1. Pamela Gray

    Great post! When I’m traveling and using public transportation, I usually buy a pass, not pay for for each ride separately. After my last ride, I give my pass with the leftover $ to a random person at the station. It makes me happy to brighten someone else’s day. ?

    • I remember doing this as a kid growing up in the DC area my parents and I would go for the day to DC and afterwards hand the unlimited Metro pass to the next person walking up at the station. It was such a good feeling to pass it on. The smiles we got too. ?

  2. A worthwhile read, Penny. We tend to focus on charity toward the end of the year and, I suppose, it is better than not doing it at all, but I encourage folks to bookmark this post and try to read it at least once a month in the coming year. Needs are constant, not seasonal, and those of us who have been blessed with relative bounty, can find even more blessings by sharing what we have.

    While I do donate to national and international causes such as Heifer Intl. (one of my favorites), I also suggest Nothing But Nets ( https://nothingbutnets.net/ ), which helps to battle malaria in underprivileged areas of the world, which disease kills 3,000 children per day around the world for the want of $10 bed nets.

    That having been said, the largest portion of the Oldsters’ giving is done locally. Our local Humane Society – a no kill shelter, our local Salvation Army Thrift Shop, our local food banks, and local funds to help pay for medical bills and utilities for those less fortunate. Seeing the benefit of ones work in their own community is a blessing we can all receive immediately. If we could each tend to our own backyards, the world would truly be a better place.

    Happy Holidays Penny. And thanks again for your voice of compassion and empathy.

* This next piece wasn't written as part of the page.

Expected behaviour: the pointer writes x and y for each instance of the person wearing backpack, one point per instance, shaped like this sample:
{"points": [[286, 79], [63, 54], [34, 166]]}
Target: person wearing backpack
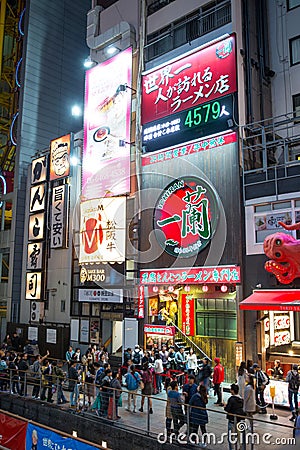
{"points": [[137, 356], [293, 378], [262, 380], [147, 378], [235, 414], [132, 379]]}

  3. One of the greatest things I learned about money and giving was from the CEO of my previous company. He said that when people who don’t have a lot of money eventually make a lot of money, something interesting happens. It doesn’t CHANGE them, it REVEALS them. People who are naturally greedy become more greedy. People who are naturally superficial become more superficial. People who are naturally generous become more generous. After watching this happen over and over, I can say he was absolutely right.

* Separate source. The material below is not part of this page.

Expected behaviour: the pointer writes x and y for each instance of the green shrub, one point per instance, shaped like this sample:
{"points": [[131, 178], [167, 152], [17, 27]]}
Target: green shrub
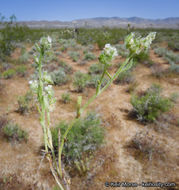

  4. This is a post I need to read and come back to. I’m very bad at giving, and have gotten worse as we acquire more. We did give more this year but it’s still a single digit percentage of our gross.

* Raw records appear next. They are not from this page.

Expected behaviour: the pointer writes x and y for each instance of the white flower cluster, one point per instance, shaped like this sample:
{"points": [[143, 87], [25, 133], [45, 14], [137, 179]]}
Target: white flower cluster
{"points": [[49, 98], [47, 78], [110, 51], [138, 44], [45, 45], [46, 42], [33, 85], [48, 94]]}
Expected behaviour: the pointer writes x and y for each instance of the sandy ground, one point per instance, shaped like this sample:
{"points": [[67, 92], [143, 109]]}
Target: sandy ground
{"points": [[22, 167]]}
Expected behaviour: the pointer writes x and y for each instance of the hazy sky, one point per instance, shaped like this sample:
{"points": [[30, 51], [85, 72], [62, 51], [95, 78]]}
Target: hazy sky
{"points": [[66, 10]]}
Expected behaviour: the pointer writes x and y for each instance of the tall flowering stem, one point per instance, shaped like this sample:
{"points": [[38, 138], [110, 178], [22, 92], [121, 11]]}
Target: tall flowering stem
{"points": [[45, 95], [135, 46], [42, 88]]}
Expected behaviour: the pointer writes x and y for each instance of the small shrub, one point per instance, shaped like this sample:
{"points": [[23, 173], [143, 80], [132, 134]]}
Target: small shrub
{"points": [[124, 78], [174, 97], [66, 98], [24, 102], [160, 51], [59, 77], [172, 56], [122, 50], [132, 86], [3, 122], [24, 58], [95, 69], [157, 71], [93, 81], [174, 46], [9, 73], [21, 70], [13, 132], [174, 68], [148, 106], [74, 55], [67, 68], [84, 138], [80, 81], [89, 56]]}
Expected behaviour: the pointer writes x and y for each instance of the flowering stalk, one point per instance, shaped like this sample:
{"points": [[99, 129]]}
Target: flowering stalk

    Anyway, I appreciate you taking on an issue like this. Cheers.

  5. Once or twice a year I like to donate blood because I know there many people who need it to save their life. I most likely won’t know who receive my blood but I know that I’m helping out a few people out there who are in need of it.
    I go to my blood donation center, Vitalant(https://www.vitalant.org/Home.aspx). It’s really easy to set an appointment and once you get there, you have to fill out a questionnaire then you will donate your blood.

  6. Thank you so much for including me on your post. I love giving and helping. There are so many ways to help people no matter the time of year. ?.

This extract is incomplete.